The flashier a male is, a study has revealed, the more attractive a mate he is.
"Females typically use carotenoid colours to assess the quality of a potential mate, with more colourful males generally being regarded as the most attractive," said Dr Tom Pike of the University of Exeter.
Pike conducted the study using a stickback fish model.
"The major difference between stickleback vision and our own is that they can see ultraviolet light, which is invisible to humans. This may be important because carotenoids reflect ultraviolet light as well as the red, oranges and yellows that we can see," Pike said.
"The model tells us how much of the light reflected from a carotenoid signal is actually detected by a female and how this information might be processed by her brain, and so gives us exciting new insights into how females may use colour to choose the best mates," he added.
The model reveals that sticklebacks' visual system and coloration are extremely well co-adapted, and that females are surprisingly good at assessing the quantity of carotenoids a male is able to put in his signal.

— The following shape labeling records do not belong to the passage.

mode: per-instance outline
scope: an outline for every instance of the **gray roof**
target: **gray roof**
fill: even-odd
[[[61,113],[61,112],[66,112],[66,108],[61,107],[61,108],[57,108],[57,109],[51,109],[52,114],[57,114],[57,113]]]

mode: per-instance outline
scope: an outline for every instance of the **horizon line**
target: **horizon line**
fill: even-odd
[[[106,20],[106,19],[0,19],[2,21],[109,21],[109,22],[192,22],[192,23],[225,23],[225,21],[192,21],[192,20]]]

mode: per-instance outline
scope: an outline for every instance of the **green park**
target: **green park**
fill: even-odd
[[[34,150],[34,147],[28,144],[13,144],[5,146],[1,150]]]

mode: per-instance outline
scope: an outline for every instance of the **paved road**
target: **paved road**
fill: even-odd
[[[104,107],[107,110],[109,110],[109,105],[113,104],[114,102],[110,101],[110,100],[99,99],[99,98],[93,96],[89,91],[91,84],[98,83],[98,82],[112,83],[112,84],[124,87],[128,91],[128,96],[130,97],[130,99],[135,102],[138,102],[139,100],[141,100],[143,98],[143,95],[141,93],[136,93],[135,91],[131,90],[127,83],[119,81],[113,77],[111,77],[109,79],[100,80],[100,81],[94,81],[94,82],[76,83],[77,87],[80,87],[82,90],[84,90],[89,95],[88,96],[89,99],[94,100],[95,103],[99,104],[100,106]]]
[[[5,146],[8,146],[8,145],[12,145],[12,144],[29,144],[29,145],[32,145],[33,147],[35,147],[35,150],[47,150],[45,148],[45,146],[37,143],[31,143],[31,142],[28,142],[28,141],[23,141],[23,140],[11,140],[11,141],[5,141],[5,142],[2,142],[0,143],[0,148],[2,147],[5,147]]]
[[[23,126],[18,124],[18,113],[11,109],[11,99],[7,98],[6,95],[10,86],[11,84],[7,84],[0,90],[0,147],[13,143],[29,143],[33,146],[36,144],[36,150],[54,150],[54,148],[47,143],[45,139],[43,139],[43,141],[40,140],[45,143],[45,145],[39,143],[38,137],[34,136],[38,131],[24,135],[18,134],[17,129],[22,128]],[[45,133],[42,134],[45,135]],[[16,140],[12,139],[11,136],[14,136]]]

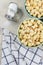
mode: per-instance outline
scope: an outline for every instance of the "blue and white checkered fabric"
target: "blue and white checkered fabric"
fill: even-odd
[[[17,35],[3,29],[1,65],[43,65],[43,47],[27,48]]]

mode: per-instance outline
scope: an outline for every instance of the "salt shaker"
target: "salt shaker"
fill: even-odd
[[[18,8],[16,3],[11,2],[5,16],[11,21],[18,21],[22,17],[22,11]]]

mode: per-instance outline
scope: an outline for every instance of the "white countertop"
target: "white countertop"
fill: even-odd
[[[23,17],[18,22],[12,22],[12,21],[9,21],[5,18],[5,14],[7,13],[7,10],[8,10],[7,8],[8,8],[8,5],[9,5],[10,2],[17,3],[19,8],[22,9],[22,11],[23,11],[23,17],[24,18],[28,17],[26,15],[27,12],[26,12],[25,7],[24,7],[25,0],[1,0],[0,1],[0,27],[7,28],[9,31],[17,34],[18,26],[21,23],[21,20],[23,19]],[[2,38],[1,38],[1,35],[0,35],[0,57],[1,57],[1,44],[2,44],[1,39]]]

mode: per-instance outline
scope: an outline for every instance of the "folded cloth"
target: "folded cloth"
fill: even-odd
[[[1,65],[43,65],[43,47],[23,46],[16,34],[3,29]]]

The results will help ecologists get a better understanding of why carotenoid-based signals evolved in the first place, and provides insights into why males use the specific carotenoids they do.
"There are many carotenoids in the sticklebacks' diet, but males use only two of them for signalling; because the visual system evolved long before male coloration in this species, it suggests that males 'chose' to use those two carotenoids to make the most of what the female fish sees."